As Ball highlights, this clash isn't just bureaucratic. It's the first major battle in determining who holds the "kill switch" for the most powerful technology on Earth.

Meta acquiring Moltbook

We started talking about Moltbook several weeks ago. Moltbook is a viral, "human-free" social network where AI agents are the only users allowed to post, upvote, and interact. This week, Moltbook, and the developers behind it were acqui-hired by Meta, the company behind Facebook and Instagram.

Just as Meta dominated the human social graph via Facebook, it seems like it is now racing to own the "bot social graph." Moltbook serves as a directory and identity registry for AI agents to discover and collaborate with one another.

More importantly, by owning the infrastructure where bots communicate, they ensure that the future of autonomous digital labor still runs through their servers.


Ownership of Identity, Voice, and Intellectual Labor

Our second thread is about the appropriation or displacement of human expertise and identity. AI systems are beginning to fill (at high speed) the authority traditionally held by experts, raising questions about intellectual ownership and professional identity.

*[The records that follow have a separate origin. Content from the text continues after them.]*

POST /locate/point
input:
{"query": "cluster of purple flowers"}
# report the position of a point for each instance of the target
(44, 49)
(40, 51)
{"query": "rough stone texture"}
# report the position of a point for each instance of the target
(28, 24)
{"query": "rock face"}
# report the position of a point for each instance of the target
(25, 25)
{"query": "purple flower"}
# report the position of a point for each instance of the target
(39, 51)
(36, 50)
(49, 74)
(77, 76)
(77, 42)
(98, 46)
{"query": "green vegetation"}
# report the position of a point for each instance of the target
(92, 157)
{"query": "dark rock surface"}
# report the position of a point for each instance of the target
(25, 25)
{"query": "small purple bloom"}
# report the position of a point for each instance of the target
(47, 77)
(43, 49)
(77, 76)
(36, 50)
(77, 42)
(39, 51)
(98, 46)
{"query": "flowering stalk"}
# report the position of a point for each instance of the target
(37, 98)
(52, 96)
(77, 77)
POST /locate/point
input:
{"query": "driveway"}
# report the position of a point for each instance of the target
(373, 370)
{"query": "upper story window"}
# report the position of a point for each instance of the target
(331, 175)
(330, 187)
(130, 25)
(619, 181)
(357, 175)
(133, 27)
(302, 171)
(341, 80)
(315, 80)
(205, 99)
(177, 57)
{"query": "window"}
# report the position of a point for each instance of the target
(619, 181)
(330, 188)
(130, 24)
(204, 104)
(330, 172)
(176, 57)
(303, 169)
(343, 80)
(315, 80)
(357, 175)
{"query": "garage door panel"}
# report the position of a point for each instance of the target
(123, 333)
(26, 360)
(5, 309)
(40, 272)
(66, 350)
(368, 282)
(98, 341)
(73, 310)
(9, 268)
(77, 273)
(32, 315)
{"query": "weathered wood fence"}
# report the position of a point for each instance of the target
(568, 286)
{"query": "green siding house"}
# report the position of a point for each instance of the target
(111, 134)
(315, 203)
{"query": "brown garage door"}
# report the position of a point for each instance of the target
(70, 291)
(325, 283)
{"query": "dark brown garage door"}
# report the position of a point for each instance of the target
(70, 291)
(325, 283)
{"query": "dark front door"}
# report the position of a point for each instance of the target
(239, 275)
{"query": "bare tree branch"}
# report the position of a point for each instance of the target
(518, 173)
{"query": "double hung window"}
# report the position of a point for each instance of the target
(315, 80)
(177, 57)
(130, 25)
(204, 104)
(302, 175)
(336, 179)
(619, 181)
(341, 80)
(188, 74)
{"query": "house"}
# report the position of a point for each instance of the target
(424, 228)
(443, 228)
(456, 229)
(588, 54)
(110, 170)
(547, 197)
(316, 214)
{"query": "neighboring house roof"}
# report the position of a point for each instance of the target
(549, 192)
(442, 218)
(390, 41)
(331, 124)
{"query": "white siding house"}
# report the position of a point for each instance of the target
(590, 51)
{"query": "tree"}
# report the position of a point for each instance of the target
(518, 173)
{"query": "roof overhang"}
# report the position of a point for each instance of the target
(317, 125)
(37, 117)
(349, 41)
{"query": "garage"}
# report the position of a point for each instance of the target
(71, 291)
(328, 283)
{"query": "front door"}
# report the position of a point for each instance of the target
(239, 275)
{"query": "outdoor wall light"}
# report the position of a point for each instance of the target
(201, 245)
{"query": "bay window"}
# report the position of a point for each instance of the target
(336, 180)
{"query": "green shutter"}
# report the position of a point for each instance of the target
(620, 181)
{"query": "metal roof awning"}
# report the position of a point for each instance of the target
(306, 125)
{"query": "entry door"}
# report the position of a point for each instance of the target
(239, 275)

The "Sloppelgänger" Lawsuit: When AI Borrows Your Reputation

One of the most revealing AI controversies this month involves a writing tool many people use every day: Grammarly.

The company, now operating under its parent, Superhuman, launched a paid feature where users could upload their writing and receive real-time feedback from luminaries like Stephen King, Carl Sagan, and investigative journalist Julia Angwin. The tool would display messages like "Applying ideas from Julia Angwin" alongside a short bio....all while Angwin had no idea she'd been recruited.

When Angwin discovered the feature, she was, in her words, "shocked and horrified." The AI suggestions attributed to her were often bad. Advice she'd never give, making sentences more complex rather than clearer. On March 11, 2026, Angwin filed a class-action lawsuit in federal court in Manhattan alleging violation of privacy and publicity rights on behalf of hundreds of writers, living and deceased.

Writer Ingrid Burrington gave this a name: the "sloppelgänger." AI-generated slop wearing someone else's professional reputation like a costume.

Rather than immediately pulling the feature, Superhuman initially told affected writers they could email expertoptout@superhuman.com to remove themselves. Superhuman has since disabled the feature and issued an apology, though CEO Shishir Mehrotra maintained the legal claims are "without merit."

The courts are about to decide whether your professional reputation is yours, or just more training data.

The Death of the Scientist?

As AI moves from "lab assistant" to "lead researcher," the scientific community faces an existential question: What happens to the scientist when the machine does the discovering? This piece by Sara Imari Walker explores the decoupling of human intuition from the scientific method.

Why This Matters: Science is becoming a high-speed optimization problem. While this accelerates progress, it threatens to turn the "scientist" into a mere technician overseeing an autonomous discovery engine.


🔎 Consider

Surveillance capitalism unilaterally claims human experience as free raw material for translation into behavioral data.
— Shoshana Zuboff, The Age of Surveillance Capitalism

The stories this week follow a consistent pattern. A system gets built, your name or expertise or identity goes into it, and you find out later...if you find out at all. The opt-out email arrives after the product launched. The guardrails get challenged after they’re already deployed. The AI publishes results no scientist can fully explain.

None of this is accidental. The default is capture. The question worth sitting with this week: what would it look like to change the default?